Publishers are lining up to reveal the six-figure advances they are giving hot new authors.
Sunday June 15 2008
EVERY book published these days has to come with a story to attract fickle readers' attention: 'International Bestseller' flashed across the front cover, or, "Soon to be a major motion picture". Now, in a market which has increasingly come to resemble the Premiership, the advance which a publisher has paid for a book has become an integral part of the story.
Once, advances were cloaked in secrecy, whispered about in the trade papers only, but now publishers are queuing up to tell us just how much they paid for their latest new find, particularly if they can say the magic words "substantial six-figure sum." But what lies behind the headlines of a big advance? Is it a carefully calibrated sales forecast that will bring the publisher and author untold riches, or a mad gamble of the kind you would normally only see in Las Vegas? And what exactly are publishers paying all that money for?

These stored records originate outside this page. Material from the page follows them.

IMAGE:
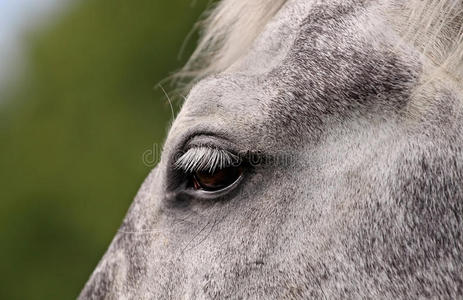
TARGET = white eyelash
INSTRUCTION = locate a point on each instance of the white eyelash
(205, 159)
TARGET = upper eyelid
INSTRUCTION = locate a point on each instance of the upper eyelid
(206, 159)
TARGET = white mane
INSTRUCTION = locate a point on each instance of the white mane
(435, 27)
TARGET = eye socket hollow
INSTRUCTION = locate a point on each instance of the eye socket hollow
(217, 180)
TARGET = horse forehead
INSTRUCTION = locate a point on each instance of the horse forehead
(309, 60)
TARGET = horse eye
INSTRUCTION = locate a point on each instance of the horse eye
(217, 180)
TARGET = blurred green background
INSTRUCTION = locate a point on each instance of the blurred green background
(73, 129)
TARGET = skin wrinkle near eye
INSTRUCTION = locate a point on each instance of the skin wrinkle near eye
(205, 159)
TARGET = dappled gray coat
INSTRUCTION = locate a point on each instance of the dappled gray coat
(319, 155)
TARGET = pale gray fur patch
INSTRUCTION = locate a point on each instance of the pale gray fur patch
(370, 208)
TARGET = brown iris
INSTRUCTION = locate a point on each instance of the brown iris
(214, 181)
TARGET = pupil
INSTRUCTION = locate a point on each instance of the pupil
(217, 180)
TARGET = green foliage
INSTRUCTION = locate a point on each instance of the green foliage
(73, 134)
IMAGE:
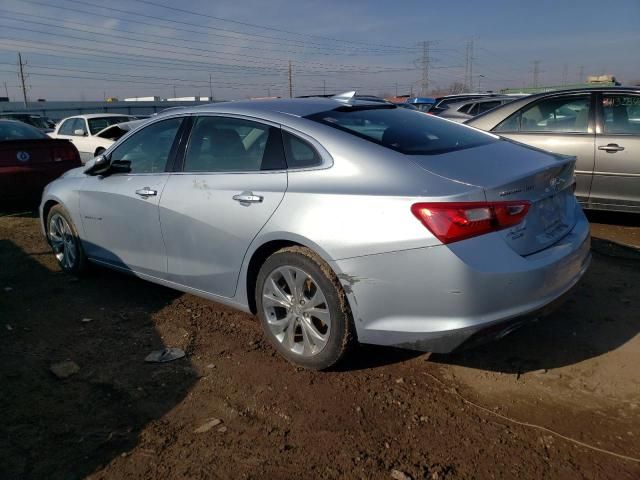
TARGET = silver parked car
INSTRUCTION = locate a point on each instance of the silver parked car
(333, 221)
(600, 126)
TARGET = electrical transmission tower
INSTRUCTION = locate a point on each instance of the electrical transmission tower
(425, 64)
(22, 82)
(468, 66)
(536, 73)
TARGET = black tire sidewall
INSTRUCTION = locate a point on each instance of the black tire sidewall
(80, 264)
(340, 320)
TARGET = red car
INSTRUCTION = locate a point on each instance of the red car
(29, 160)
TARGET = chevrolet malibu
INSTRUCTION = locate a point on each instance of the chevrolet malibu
(335, 221)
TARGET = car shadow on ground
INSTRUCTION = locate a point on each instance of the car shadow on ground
(70, 427)
(602, 314)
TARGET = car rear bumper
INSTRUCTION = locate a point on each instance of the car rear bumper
(437, 298)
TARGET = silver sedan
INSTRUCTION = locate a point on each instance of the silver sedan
(332, 220)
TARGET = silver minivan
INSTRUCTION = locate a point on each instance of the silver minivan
(600, 126)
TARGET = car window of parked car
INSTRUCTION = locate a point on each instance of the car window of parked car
(300, 153)
(222, 144)
(97, 124)
(147, 151)
(621, 113)
(67, 127)
(10, 130)
(486, 106)
(558, 114)
(411, 133)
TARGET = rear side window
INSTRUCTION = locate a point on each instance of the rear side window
(621, 114)
(67, 127)
(19, 131)
(557, 114)
(222, 144)
(407, 132)
(300, 153)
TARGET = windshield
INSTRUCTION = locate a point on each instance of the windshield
(19, 131)
(402, 130)
(97, 124)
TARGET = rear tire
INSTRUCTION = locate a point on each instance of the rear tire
(303, 309)
(65, 242)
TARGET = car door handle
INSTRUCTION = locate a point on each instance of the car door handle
(146, 192)
(611, 148)
(248, 197)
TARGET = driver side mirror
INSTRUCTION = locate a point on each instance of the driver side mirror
(102, 165)
(98, 166)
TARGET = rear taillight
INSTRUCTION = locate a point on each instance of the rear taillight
(65, 154)
(451, 222)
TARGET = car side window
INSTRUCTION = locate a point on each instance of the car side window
(486, 106)
(553, 115)
(67, 127)
(223, 144)
(300, 153)
(621, 113)
(148, 150)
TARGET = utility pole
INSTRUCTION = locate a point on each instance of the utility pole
(536, 73)
(24, 87)
(468, 65)
(425, 64)
(290, 81)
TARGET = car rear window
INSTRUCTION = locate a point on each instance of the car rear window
(97, 124)
(402, 130)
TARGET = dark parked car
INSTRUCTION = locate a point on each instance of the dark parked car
(29, 160)
(41, 123)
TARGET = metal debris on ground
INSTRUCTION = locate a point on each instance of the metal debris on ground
(167, 355)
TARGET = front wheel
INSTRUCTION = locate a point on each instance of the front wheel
(303, 309)
(65, 242)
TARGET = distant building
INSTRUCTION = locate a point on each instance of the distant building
(143, 99)
(190, 99)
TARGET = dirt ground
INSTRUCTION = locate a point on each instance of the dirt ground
(384, 414)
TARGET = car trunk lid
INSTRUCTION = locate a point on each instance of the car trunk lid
(509, 172)
(26, 153)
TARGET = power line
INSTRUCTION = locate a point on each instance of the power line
(200, 14)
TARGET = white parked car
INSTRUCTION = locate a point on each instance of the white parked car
(91, 134)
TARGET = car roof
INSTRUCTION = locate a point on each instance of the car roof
(100, 115)
(295, 107)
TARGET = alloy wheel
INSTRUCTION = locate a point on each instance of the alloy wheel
(296, 310)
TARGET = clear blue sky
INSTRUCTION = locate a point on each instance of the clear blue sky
(87, 49)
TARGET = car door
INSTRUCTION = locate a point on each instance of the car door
(120, 211)
(560, 124)
(232, 180)
(616, 177)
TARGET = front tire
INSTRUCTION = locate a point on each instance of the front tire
(65, 242)
(303, 309)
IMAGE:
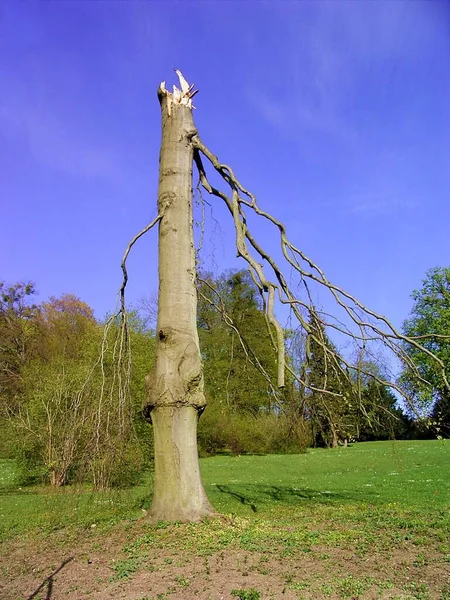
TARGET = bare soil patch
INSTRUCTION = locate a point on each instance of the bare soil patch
(135, 561)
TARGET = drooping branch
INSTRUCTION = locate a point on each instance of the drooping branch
(371, 326)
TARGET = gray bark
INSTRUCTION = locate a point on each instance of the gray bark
(176, 397)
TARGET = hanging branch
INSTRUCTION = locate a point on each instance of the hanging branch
(371, 326)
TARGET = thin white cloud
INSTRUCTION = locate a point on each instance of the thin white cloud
(325, 47)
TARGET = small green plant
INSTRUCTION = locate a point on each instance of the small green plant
(124, 568)
(183, 581)
(250, 594)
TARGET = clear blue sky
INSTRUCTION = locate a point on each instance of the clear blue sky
(336, 114)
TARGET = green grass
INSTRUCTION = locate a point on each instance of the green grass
(415, 474)
(406, 484)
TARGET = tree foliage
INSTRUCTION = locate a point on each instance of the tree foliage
(430, 322)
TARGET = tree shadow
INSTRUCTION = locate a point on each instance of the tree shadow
(253, 494)
(48, 581)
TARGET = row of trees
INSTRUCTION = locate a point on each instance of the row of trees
(63, 413)
(71, 409)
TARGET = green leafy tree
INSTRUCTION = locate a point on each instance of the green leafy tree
(17, 336)
(329, 402)
(430, 321)
(239, 365)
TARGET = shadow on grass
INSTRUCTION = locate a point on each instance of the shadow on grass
(251, 495)
(48, 581)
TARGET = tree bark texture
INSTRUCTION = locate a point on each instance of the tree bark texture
(176, 396)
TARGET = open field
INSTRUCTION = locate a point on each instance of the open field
(368, 521)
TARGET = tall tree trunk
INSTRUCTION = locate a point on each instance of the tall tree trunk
(176, 397)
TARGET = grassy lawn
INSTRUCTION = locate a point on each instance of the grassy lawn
(368, 521)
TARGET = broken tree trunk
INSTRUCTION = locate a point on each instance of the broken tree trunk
(176, 397)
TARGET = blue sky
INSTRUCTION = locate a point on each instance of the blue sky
(336, 114)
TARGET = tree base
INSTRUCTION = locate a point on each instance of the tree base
(178, 491)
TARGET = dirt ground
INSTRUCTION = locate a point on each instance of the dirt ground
(96, 564)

The latest deal to make the headlines is that of newcomer Matt Hilton, plucked from obscurity as a bobby in Cumbria, England, to secure a whopping £800,000 advance on the strength of his crime novel, Dead Man's Dust. This advance attracted plenty of media interest, and came with the usual good story: Hilton's agent, Luigi Bonomi of LBA, admitted that the novel had been rescued from the slush pile -- the rather undignified name for unsolicited manuscripts -- by his wife.